Fifth Issue Note
How to be a great Nation?
“The price of greatness is responsibility” — Winston Churchill
There are different definitions of great nation; you will have to make one for yourself. “What defines a great nation?” is a highly subjective question. As the centuries pass, nations and countries will appear and disappear. No defined definition however imprinted onto the minds of a nation will become the only eternal truth. Remember that when someone names a nation as great, you do not have to agree. Make up your own mind and do not let others dictate their truth to you.

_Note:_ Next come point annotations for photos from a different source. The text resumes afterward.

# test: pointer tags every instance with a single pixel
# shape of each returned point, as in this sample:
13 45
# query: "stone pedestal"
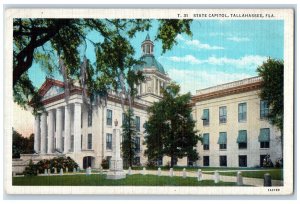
116 163
217 177
183 173
239 178
199 175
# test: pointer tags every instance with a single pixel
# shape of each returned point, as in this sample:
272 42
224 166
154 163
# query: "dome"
149 62
148 57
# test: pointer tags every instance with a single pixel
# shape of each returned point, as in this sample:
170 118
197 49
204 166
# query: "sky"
219 51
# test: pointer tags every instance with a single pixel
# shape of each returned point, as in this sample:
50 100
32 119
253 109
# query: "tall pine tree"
170 128
129 134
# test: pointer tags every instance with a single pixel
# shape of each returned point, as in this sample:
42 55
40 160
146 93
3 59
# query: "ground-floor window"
223 160
87 162
90 141
108 141
206 161
262 157
137 161
159 161
72 143
242 161
264 144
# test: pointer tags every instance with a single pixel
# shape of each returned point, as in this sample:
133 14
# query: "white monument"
116 163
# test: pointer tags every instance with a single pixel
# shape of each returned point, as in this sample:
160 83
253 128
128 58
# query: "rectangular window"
242 112
242 145
90 117
81 119
242 139
72 143
137 123
205 117
123 118
223 114
223 160
264 109
108 141
264 138
90 141
242 161
137 161
222 140
63 122
223 146
137 142
206 141
264 144
262 157
205 160
108 117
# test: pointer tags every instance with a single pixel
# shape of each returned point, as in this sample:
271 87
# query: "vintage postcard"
149 101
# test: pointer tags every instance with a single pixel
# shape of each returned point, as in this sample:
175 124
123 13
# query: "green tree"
170 128
60 45
272 73
129 134
21 144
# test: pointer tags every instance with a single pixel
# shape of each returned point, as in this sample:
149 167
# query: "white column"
43 132
59 129
67 143
50 132
37 134
77 127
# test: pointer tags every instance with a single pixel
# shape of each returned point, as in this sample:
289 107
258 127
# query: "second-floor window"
264 109
242 112
90 141
108 141
108 117
223 114
90 117
222 140
137 123
205 117
206 141
137 144
264 138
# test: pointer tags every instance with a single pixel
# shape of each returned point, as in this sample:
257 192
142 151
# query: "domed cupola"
148 58
147 46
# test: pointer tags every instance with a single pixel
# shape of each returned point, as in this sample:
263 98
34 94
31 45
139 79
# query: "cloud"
188 58
192 80
238 39
197 44
246 62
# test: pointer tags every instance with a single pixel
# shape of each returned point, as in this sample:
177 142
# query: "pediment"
53 91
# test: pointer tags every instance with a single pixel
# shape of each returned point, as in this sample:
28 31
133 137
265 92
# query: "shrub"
267 163
105 164
151 163
31 169
57 162
279 163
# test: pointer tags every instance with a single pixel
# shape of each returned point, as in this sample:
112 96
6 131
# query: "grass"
276 174
100 180
190 168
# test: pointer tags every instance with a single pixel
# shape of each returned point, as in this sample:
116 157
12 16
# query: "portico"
58 130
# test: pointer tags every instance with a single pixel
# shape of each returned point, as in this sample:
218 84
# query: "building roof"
236 87
149 62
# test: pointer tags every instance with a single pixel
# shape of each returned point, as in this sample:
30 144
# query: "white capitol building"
231 118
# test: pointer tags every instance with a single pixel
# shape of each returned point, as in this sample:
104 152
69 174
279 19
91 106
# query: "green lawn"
99 180
276 174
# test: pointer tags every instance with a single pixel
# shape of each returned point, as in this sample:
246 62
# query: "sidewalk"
246 181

To me, the journey of being a great nation starts by choosing a better leader. A leader, who is heart-driven and one who identifies with the common man on the street and understands what his country actually needs on every level rather than what corporate sector is demanding.

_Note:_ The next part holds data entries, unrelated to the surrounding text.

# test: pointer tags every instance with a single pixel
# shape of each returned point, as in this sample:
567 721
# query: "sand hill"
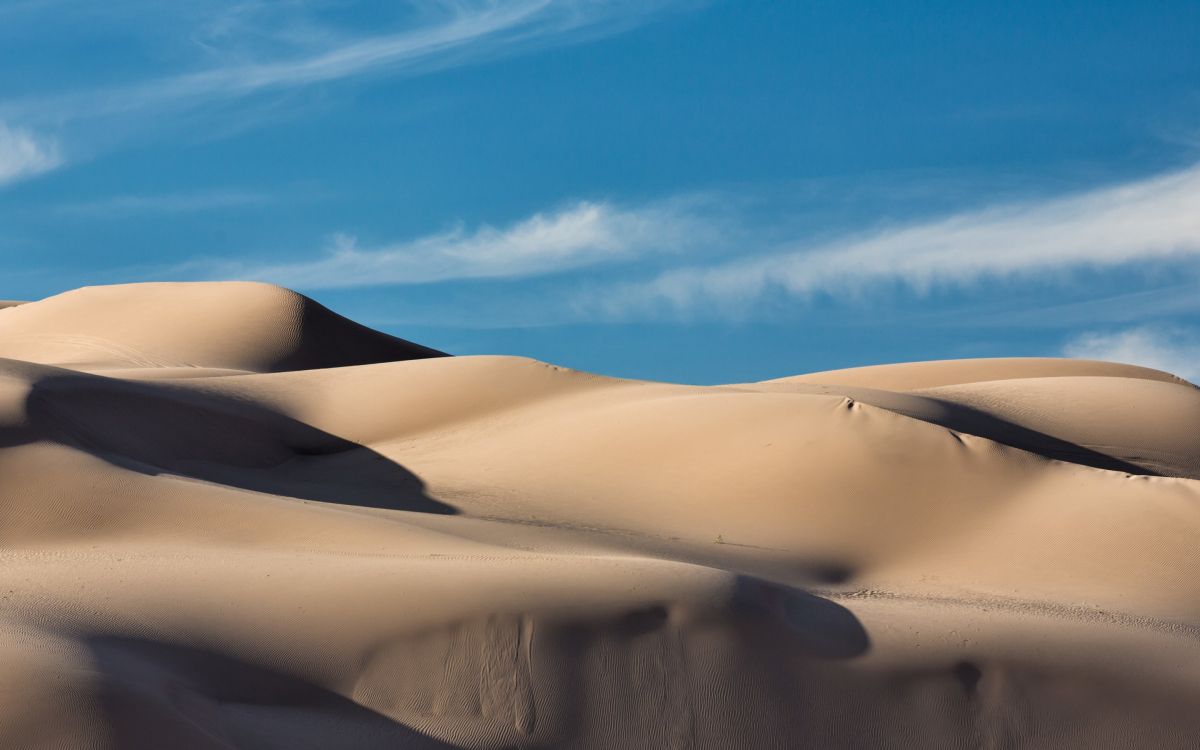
233 519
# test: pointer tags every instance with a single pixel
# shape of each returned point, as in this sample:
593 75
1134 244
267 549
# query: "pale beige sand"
233 519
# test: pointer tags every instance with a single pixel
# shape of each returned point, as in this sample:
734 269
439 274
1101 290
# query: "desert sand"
234 519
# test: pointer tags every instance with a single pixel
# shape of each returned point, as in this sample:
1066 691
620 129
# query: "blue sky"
684 190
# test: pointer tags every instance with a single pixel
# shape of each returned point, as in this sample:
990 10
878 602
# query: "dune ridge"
234 519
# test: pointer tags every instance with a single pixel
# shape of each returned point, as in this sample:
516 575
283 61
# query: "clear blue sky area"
673 190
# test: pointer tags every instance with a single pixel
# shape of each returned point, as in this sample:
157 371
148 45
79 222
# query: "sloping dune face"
233 519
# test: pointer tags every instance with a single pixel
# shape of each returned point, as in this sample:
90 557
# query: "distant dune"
234 519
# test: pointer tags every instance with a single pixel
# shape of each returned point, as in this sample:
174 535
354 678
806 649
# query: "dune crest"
234 519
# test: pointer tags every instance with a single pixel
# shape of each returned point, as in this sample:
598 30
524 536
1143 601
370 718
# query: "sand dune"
234 519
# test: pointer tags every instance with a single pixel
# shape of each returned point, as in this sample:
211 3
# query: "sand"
233 519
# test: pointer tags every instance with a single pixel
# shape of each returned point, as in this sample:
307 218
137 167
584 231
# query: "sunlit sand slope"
233 519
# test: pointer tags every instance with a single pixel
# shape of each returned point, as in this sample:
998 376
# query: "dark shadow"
820 627
157 695
969 420
156 427
966 419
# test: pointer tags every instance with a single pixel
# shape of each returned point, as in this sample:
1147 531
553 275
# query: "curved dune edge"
233 519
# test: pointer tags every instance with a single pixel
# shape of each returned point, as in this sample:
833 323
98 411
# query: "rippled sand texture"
233 519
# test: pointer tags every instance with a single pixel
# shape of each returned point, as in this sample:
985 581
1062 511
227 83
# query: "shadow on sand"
163 429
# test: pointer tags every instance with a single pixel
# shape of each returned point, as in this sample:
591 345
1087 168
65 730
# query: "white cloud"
582 234
23 154
450 33
1155 219
1171 349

A leader must be a peacemaker. One, who unites, not divides. A cultured leader always supports true freedom of speech, not censorship. A true leader will not only bail out banks and airlines, but also families from losing their homes or jobs due to their companies moving to other countries. A leader of a great nation will fund schools, not limit spending on education and allow libraries to close. An intelligent leader always chooses diplomacy over war.

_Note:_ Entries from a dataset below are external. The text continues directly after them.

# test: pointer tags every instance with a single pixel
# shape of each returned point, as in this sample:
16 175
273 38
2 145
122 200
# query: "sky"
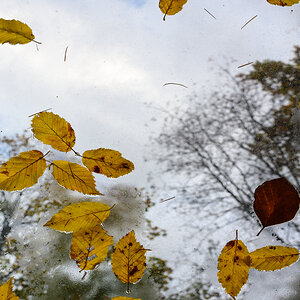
120 53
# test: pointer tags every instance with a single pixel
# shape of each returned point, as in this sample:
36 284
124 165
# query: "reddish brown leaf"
276 201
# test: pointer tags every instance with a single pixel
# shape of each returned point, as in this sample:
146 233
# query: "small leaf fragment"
283 2
276 201
128 259
74 177
6 292
234 264
79 216
171 7
90 246
22 171
15 32
53 130
273 258
107 162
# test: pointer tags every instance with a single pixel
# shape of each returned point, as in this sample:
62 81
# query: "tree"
224 145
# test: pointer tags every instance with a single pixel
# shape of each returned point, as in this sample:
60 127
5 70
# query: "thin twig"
248 22
175 83
210 13
65 57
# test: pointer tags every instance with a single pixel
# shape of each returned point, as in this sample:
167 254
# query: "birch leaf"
124 298
107 162
15 32
128 259
234 264
272 258
22 171
90 246
53 130
283 2
276 201
74 177
6 292
79 216
171 7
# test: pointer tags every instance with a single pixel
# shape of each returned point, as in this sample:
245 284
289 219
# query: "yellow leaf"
283 2
107 162
128 259
124 298
89 247
79 216
234 265
74 177
6 292
22 171
272 258
171 7
53 130
15 32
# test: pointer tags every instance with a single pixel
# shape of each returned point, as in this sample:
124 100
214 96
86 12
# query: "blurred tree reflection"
224 145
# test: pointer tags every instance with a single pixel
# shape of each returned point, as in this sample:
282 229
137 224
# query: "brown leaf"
276 201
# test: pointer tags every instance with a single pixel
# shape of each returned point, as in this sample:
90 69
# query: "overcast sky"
120 53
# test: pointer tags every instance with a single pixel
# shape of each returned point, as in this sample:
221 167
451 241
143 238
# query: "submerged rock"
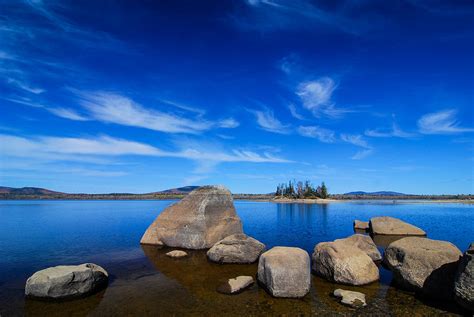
66 281
285 272
464 281
424 265
237 248
361 225
343 263
235 285
198 221
350 298
363 242
176 254
393 226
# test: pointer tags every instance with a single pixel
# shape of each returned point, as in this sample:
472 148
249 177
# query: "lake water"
38 234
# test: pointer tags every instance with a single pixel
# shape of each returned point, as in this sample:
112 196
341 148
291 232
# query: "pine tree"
324 191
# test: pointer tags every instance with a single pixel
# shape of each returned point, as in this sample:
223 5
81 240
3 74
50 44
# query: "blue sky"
105 96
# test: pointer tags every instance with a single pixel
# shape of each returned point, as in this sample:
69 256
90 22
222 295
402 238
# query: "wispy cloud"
294 112
267 121
358 140
395 131
67 114
441 122
73 149
114 108
229 123
316 96
322 134
362 154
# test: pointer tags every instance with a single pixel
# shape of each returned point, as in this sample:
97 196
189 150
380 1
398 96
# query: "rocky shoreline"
206 219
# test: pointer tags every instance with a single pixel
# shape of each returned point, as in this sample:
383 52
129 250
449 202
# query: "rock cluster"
66 281
198 221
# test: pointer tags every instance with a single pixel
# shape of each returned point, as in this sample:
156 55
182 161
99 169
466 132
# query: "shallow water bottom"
158 285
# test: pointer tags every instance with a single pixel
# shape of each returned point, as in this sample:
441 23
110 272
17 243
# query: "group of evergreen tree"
301 190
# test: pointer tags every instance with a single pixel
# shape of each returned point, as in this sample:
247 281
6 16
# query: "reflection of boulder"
237 248
198 221
361 225
194 272
385 240
364 243
77 307
464 284
424 265
201 278
393 226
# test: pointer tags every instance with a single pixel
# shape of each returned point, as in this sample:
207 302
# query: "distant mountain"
28 191
179 190
381 193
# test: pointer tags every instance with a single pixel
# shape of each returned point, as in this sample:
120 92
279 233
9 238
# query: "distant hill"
179 190
28 191
381 193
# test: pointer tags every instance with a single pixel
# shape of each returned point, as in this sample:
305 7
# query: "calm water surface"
38 234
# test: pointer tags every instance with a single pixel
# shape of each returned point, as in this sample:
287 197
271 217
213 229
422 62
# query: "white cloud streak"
358 140
441 122
73 149
322 134
316 96
395 131
267 121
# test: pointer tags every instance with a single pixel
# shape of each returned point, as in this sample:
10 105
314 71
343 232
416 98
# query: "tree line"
301 190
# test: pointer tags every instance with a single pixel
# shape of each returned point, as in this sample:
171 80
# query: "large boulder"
237 248
285 272
66 281
393 226
424 265
343 263
464 281
363 242
198 221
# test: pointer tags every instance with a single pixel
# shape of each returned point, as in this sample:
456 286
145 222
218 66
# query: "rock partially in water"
361 225
343 263
176 254
350 298
198 221
424 265
66 281
393 226
237 248
285 272
464 281
236 285
363 242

Integrity and moral authority are the weapons of a great leader because only a leader with integrity will say what he means and keeps his words and does not lie to his people. Strong, confident yet a humble leader encourages diversity, not racism. He always has the ability to feel the pulse of the farmer, the teacher, the doctor, and the environmentalist — not only the banker, the oil tycoon, or the insurance and pharmaceutical lobbyist?
It is a reality that today?s leaders face opportunities and challenges that we could never have imagined just a decade ago. Clearly the challenge of the day is to nurture and develop ethical leadership in all aspects of society. Without ethical and transparent leadership, there can be no open or civil society.